A divided Board of County Commissioners agreed yesterday to continue leasing the Carroll County Regional Airport to WestAir II, despite the firm's struggles with debt, an embezzlement scandal and management problems.

In a 2-1 decision, the commissioners approved a contract with WestAir II, a partnership of Richard Jones, a physician who performs medical exams for pilots at the airport, and June M. Poage, who has run the county-owned airport since 1979.

Under the agreement, WestAir profits from hangar rentals and fuel sales. It pays the county rent and gives it a portion of the fuel revenue.

The commissioners questioned the partnership after they learned of a number of problems with WestAir, including $90,000 owed to the county for unpaid fuel, rent and other bills.

Commissioner Robin Bartlett Frazier objected to continuing the county's relationship with WestAir, based on the company's history of financial problems.

"There are a lot of unanswered questions," she said in an interview yesterday. "Where did $90,000 go?"

In a two-page statement, Frazier listed a number of problems with WestAir, including repeated late payments and poorly kept records. She also criticized the county for failing to oversee the troubled company.

"The County has grossly mismanaged the airport. There is no excuse not to have annual financial statements and no records or accountability for 20 years," she wrote. "Our own staff should be reprimanded when it's discovered why records were destroyed or were never gathered, and what exactly occurred in the months the $90,000 debt was accrued."

But Commissioners Donald I. Dell and Julia Walsh Gouge said an upturn in the general aviation business along with new hangars and other improvements at the airport ensure the company will have a promising future.

"I hope they'll be successful. I feel like they will," Dell said.

After winning the commissioners' approval, Poage and Jones paid off $75,000 of the company's debt to the county. Under the company's contract with the county, they also agreed to submit monthly financial statements and complete an annual audit.

Many of Frazier's concerns about WestAir stem from unpaid bills in 1998. During four months last year, the company failed to pay the county for jet fuel, hangar rent and a commission on its total revenue.

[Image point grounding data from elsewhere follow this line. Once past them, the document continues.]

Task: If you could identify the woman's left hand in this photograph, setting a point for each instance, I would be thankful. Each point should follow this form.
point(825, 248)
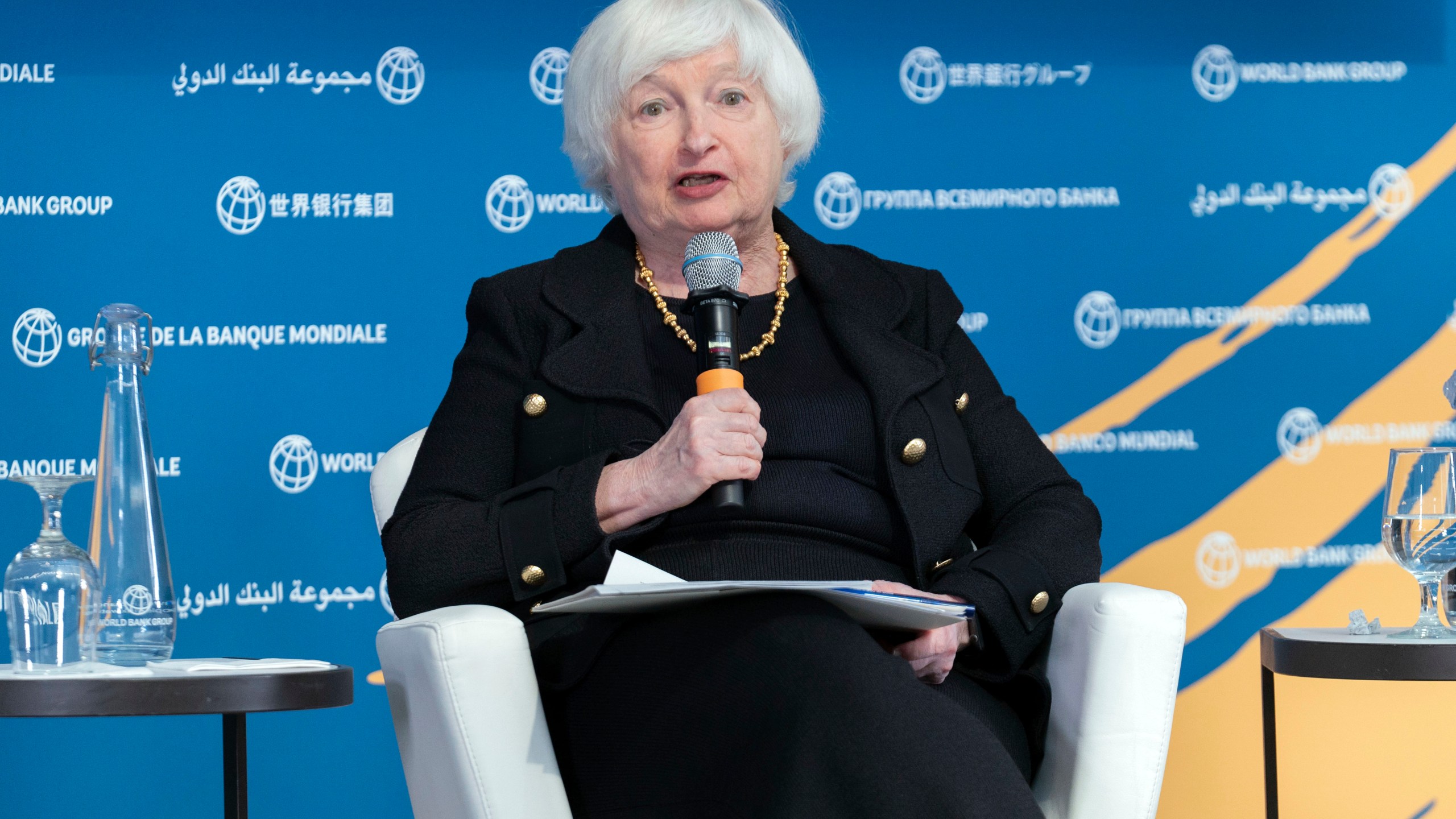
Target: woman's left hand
point(931, 653)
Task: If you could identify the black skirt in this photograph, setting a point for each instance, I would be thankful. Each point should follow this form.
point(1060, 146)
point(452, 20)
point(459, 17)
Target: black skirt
point(778, 706)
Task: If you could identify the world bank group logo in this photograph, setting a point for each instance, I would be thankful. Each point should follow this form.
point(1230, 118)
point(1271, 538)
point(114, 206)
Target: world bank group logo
point(399, 76)
point(1218, 560)
point(136, 601)
point(836, 200)
point(241, 206)
point(1299, 435)
point(1097, 320)
point(922, 75)
point(37, 337)
point(293, 464)
point(508, 203)
point(548, 75)
point(1215, 73)
point(1391, 191)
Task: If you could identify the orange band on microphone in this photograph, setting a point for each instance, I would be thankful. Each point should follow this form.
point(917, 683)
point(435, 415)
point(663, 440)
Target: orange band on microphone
point(724, 378)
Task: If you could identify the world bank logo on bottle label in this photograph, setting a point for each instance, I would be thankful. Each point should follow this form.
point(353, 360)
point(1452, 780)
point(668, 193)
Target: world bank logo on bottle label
point(241, 205)
point(1391, 191)
point(399, 76)
point(37, 337)
point(1097, 320)
point(1298, 436)
point(136, 601)
point(922, 75)
point(836, 200)
point(293, 464)
point(1218, 560)
point(548, 75)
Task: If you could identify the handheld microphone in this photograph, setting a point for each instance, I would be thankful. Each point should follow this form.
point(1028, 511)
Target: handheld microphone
point(711, 268)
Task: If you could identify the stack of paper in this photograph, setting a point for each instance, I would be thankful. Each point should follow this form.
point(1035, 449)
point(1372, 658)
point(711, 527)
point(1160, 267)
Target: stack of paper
point(635, 586)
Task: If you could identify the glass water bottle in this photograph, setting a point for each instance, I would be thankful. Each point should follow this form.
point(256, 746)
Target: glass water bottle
point(127, 541)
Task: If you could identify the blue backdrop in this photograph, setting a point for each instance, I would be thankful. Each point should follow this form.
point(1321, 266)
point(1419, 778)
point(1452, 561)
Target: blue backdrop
point(303, 195)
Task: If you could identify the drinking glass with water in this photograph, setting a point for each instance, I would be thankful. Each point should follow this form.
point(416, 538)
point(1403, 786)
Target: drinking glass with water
point(1418, 528)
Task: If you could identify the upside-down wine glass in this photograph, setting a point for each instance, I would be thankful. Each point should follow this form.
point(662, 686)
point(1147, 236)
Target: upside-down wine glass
point(50, 591)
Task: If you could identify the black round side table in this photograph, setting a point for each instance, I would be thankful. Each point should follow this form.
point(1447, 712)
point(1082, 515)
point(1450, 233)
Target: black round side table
point(1333, 653)
point(230, 694)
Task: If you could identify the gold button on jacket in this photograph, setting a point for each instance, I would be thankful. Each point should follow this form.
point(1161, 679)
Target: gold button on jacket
point(913, 452)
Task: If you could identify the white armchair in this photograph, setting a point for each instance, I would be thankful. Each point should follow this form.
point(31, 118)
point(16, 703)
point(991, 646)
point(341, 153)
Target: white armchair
point(474, 739)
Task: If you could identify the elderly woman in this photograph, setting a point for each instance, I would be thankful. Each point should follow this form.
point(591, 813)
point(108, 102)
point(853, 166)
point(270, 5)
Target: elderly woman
point(874, 439)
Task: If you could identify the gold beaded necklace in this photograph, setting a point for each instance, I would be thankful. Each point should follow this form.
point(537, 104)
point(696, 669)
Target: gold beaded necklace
point(778, 308)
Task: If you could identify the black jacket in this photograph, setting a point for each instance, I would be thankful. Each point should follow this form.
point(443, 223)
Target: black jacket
point(992, 515)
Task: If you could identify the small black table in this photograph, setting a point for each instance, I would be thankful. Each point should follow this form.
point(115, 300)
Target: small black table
point(230, 694)
point(1333, 653)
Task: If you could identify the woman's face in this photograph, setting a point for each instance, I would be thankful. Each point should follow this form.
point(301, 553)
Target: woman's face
point(696, 149)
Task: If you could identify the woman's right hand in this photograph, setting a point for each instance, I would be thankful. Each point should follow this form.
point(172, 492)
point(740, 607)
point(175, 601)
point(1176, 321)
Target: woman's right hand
point(715, 437)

Poage, who was WestAir's sole owner at that time, said most of her debt stemmed from from an embezzlement scheme by a former employee. The former manager was found guilty last month of stealing parts, tools and money from the company from 1995 to 1997. Poage estimated her losses in the tens of thousands of dollars.

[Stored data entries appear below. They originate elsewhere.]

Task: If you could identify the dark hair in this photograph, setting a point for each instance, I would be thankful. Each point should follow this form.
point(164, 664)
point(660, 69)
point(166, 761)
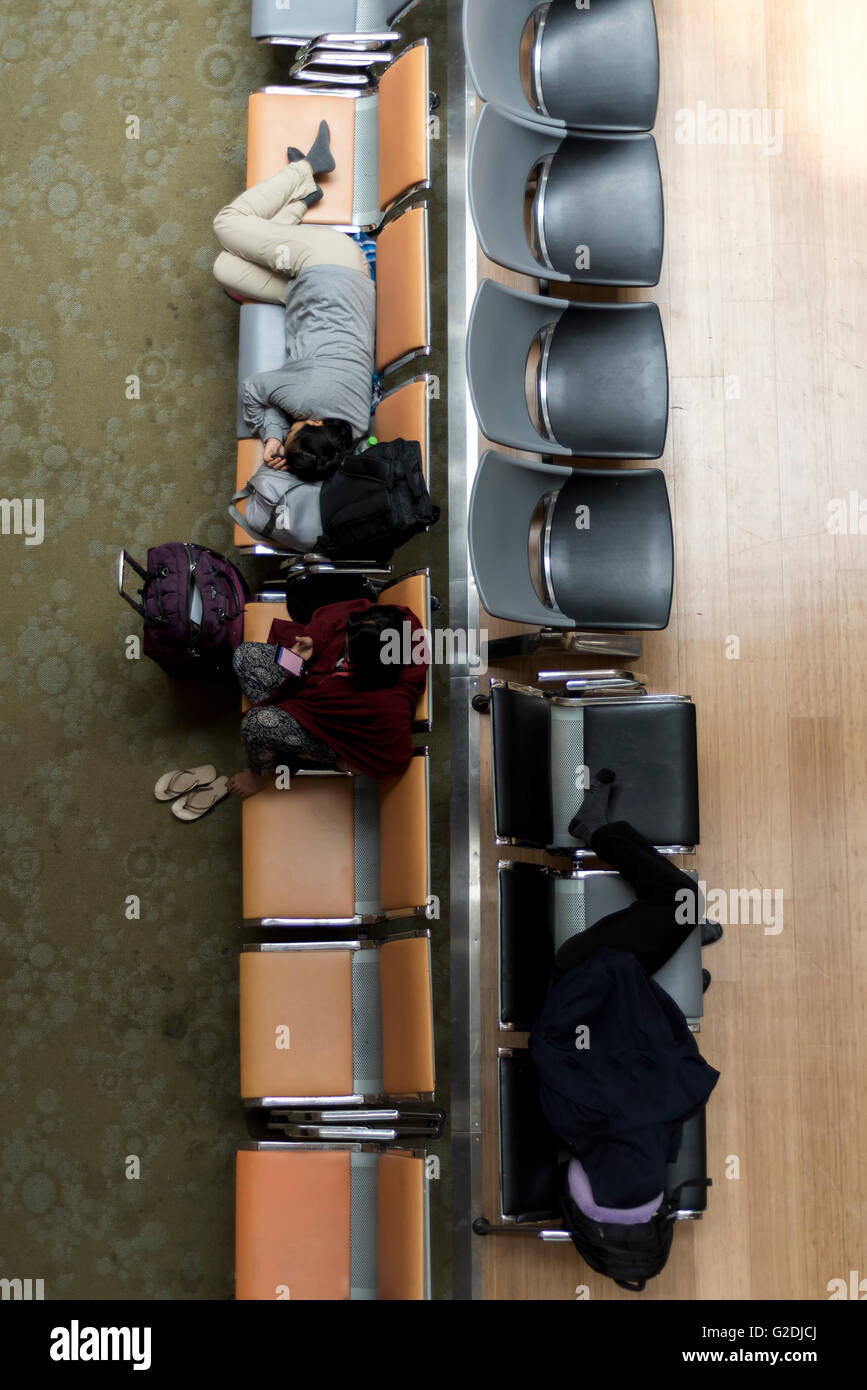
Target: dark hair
point(364, 631)
point(316, 451)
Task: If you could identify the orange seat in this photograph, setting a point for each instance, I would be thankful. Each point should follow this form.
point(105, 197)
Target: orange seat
point(250, 453)
point(302, 1005)
point(296, 1022)
point(299, 852)
point(402, 1228)
point(281, 117)
point(403, 319)
point(292, 1225)
point(380, 141)
point(405, 413)
point(407, 1016)
point(295, 1226)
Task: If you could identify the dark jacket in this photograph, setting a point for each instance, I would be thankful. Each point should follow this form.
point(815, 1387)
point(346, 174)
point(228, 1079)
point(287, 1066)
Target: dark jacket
point(618, 1104)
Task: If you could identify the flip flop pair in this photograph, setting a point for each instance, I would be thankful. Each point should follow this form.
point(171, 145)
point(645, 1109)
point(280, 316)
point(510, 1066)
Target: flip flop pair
point(193, 791)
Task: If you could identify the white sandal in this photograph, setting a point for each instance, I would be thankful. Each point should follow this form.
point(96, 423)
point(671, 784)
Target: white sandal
point(179, 783)
point(197, 802)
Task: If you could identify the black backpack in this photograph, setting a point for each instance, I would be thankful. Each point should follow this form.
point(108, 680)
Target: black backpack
point(375, 502)
point(627, 1254)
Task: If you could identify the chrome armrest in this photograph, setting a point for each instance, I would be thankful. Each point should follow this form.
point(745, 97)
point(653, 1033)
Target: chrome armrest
point(596, 683)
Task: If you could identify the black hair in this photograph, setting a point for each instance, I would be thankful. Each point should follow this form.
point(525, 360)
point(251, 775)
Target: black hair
point(366, 647)
point(316, 451)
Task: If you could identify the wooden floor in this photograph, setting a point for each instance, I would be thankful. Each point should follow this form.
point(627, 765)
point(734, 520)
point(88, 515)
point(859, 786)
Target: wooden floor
point(763, 306)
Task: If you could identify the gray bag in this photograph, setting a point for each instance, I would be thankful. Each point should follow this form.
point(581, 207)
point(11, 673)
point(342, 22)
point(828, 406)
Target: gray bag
point(281, 512)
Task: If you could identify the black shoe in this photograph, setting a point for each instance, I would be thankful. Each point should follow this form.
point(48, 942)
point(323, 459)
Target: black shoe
point(593, 812)
point(318, 156)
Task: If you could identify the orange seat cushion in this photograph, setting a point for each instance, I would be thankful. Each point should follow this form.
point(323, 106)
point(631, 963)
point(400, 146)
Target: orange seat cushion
point(277, 120)
point(402, 1228)
point(403, 414)
point(292, 1226)
point(250, 453)
point(299, 851)
point(405, 149)
point(407, 1018)
point(402, 288)
point(296, 1034)
point(403, 816)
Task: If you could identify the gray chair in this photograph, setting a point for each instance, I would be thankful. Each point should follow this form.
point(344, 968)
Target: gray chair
point(539, 909)
point(596, 214)
point(612, 573)
point(295, 24)
point(602, 381)
point(593, 68)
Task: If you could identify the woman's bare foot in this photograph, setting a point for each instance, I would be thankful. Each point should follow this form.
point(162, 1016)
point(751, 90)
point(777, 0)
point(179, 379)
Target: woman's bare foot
point(248, 784)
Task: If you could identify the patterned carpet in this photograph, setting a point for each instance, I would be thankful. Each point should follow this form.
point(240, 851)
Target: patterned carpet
point(120, 1032)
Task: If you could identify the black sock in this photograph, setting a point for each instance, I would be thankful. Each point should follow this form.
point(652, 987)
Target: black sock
point(318, 154)
point(595, 806)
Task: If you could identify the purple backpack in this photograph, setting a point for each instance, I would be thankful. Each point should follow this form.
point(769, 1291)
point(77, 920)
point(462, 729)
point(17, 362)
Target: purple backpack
point(192, 603)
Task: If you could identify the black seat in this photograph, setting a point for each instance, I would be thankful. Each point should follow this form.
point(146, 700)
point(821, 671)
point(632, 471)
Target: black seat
point(541, 741)
point(605, 382)
point(613, 45)
point(598, 214)
point(528, 1148)
point(530, 1153)
point(605, 193)
point(617, 571)
point(539, 909)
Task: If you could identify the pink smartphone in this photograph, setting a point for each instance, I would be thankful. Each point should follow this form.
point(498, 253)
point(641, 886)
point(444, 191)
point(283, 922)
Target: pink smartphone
point(291, 662)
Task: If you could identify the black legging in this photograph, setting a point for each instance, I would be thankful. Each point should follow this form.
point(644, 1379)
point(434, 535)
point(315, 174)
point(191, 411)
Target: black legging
point(648, 927)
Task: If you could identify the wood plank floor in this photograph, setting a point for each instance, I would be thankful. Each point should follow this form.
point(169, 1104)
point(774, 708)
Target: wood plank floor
point(764, 307)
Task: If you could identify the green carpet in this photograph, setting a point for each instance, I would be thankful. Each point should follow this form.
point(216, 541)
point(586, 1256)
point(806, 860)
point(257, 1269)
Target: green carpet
point(121, 1032)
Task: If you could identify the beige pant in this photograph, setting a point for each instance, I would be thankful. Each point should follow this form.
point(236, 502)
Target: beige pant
point(266, 245)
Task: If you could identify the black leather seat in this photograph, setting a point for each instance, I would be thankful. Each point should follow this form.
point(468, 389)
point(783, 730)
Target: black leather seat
point(539, 909)
point(530, 1153)
point(539, 742)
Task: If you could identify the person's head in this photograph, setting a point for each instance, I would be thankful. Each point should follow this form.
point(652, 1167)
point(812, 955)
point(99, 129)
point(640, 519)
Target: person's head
point(314, 448)
point(366, 645)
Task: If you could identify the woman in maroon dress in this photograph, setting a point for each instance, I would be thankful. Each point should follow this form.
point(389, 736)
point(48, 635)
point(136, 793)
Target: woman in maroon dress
point(353, 706)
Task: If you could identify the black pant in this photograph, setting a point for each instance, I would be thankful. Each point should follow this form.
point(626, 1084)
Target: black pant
point(649, 926)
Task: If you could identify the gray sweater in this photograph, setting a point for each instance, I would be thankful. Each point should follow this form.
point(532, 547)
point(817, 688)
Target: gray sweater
point(331, 325)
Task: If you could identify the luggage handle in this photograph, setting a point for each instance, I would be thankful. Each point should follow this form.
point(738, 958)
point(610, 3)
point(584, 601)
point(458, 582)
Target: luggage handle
point(124, 559)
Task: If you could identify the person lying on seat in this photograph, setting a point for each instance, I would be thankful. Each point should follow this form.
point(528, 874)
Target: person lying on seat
point(323, 278)
point(350, 708)
point(618, 1068)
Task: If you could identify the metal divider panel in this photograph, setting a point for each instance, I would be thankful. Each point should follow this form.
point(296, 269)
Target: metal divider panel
point(567, 767)
point(367, 847)
point(366, 192)
point(367, 1023)
point(570, 909)
point(364, 1173)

Poage tried to pull herself out of debt last year by forming a partnership with local businessman David Lawrence. With Lawrence, WestAir generated a profit, set up a plan to pay off its debt and won a new five-year contract with the county.

But in July, Lawrence left the partnership after disagreements with Poage, who bought his half of the company. Since then, Poage has tried to win support for her new choice for partner, Jones.

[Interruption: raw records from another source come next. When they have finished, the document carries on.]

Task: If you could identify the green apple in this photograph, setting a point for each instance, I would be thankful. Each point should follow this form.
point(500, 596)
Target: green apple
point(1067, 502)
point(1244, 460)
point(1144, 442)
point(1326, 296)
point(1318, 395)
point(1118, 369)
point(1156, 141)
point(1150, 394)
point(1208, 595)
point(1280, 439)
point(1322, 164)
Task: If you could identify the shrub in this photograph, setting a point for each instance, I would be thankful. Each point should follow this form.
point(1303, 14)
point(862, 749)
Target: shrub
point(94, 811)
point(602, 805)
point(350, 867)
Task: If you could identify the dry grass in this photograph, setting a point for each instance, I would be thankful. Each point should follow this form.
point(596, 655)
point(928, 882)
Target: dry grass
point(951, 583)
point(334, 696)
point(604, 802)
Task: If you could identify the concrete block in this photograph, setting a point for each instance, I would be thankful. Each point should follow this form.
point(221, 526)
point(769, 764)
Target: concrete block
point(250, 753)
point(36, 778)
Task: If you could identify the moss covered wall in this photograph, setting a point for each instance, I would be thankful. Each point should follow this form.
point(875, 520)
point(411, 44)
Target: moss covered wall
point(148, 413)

Under the county's contract with WestAir, any change in ownership would need to be approved by the commissioners. A number of uncertainties surrounding the company delayed the commissioners' vote until yesterday.

Over the past 20 years, the airport has grown from a small airstrip into a hub for corporate pilots. With federal and state funding, the county has put in a mile-long runway and a fuel storage system, allowing the airport to relieve small jet traffic at Baltimore-Washington International Airport.

Poage acknowledged that she could have made better management decisions. She said she should have bought insurance to protect her from losses in 1995, when bad weather ruined an air show she held at the site. She also said she regrets choosing a manager who embezzled from the company.

But her tenure has also been marked by a flawless safety record and the distinction as the best publicly owned airport in the state in 1996.

"I've put 20 years of blood, sweat and tears into this airport," Poage said yesterday. "I'm living proof I can survive in this business. I'm a survivor. I'm a fighter. I know what this airport can become."